Friday, June 10, 2011

Praying for Nothing

At some point early in our teenage years, every boy and girl has to face the reality that prayer is not a simple discipline. No where is it more honestly and simply recorded than in The Adventures of Huckleberry Finn by Mark Twain:
“Then Miss Watson she took me in the closet and prayed, but nothing come of it. She told me to pray every day, and whatever I asked for I would get it. But it warn’t so. I tried it. Once I got a fish-line, but no hooks. It warn’t any good to me without hooks. I tried for the hooks three or four times, but somehow I couldn’t make it work. By and by, one day, I asked Miss Watson to try for me, but she said I was a fool. She never told me why, and I couldn’t make it out no way."
I never blame Huck for his views on religion. Huck is a boy. Miss Watson is a woman who has somehow ignored the fact that she doesn't get what she asks for all of the time. That's a little screwy.

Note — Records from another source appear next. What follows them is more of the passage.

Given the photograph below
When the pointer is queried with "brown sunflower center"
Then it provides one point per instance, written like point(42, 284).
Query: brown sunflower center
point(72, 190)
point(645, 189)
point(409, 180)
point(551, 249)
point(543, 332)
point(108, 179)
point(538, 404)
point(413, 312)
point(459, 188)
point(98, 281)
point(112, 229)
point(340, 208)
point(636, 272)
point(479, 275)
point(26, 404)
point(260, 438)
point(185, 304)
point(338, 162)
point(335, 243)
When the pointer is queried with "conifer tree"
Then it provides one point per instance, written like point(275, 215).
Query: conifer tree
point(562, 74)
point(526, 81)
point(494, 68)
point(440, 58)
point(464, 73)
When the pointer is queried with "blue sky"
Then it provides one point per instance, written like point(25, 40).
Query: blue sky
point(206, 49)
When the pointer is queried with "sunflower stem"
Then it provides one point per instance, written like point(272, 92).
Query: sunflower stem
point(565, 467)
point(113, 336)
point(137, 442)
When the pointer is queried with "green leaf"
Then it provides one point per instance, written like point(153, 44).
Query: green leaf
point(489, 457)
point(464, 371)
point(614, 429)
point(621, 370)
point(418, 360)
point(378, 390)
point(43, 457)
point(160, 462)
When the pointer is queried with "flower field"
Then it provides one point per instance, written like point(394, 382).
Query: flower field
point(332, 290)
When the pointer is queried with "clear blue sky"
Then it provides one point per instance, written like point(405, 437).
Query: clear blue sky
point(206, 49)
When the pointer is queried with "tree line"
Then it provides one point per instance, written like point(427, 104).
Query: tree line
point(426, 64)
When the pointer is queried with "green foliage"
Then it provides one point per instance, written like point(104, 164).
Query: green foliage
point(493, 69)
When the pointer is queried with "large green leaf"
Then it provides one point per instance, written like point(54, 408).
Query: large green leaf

These two characters are in our church. I'm mostly trying to persuade the Huck's to consider different definitions of the fundamentals they grew up with, but I also get to meet Miss Watson, who tends to speak for Huck and even answer the questions I direct at him. Both, however, have the misunderstanding that prayer serves one purpose: to get what you can't get yourself.

This is certainly a purpose of prayer: petition. The Scriptures tell us that we don't have some things simply because we don't ask God for them. But it's not solely what prayer is for. Prayer is for meditation, for reflection, for connecting with God, and so many more things.

That's why when Jesus taught his disciples how to pray (after they asked him), he gives us an extremely comprehensive and somewhat broad prayer, which includes worshipful, relational, petitionary, and reflective/repentant language. It's complex.

Overall, when Jesus asked things of his Father, he always put the relationship with God above the request with the line, "your will be done" and a repeating use of the word, "Father." Jesus always kept prayer multifaceted. We don't always get what we want, but God always gives us what we need: access to Him and His throne.

If your prayer is not being "answered," consider perhaps that what you need above your request being fulfilled is a relationship and knowledge of the Almighty. That might not change your circumstance, but it will certainly change you.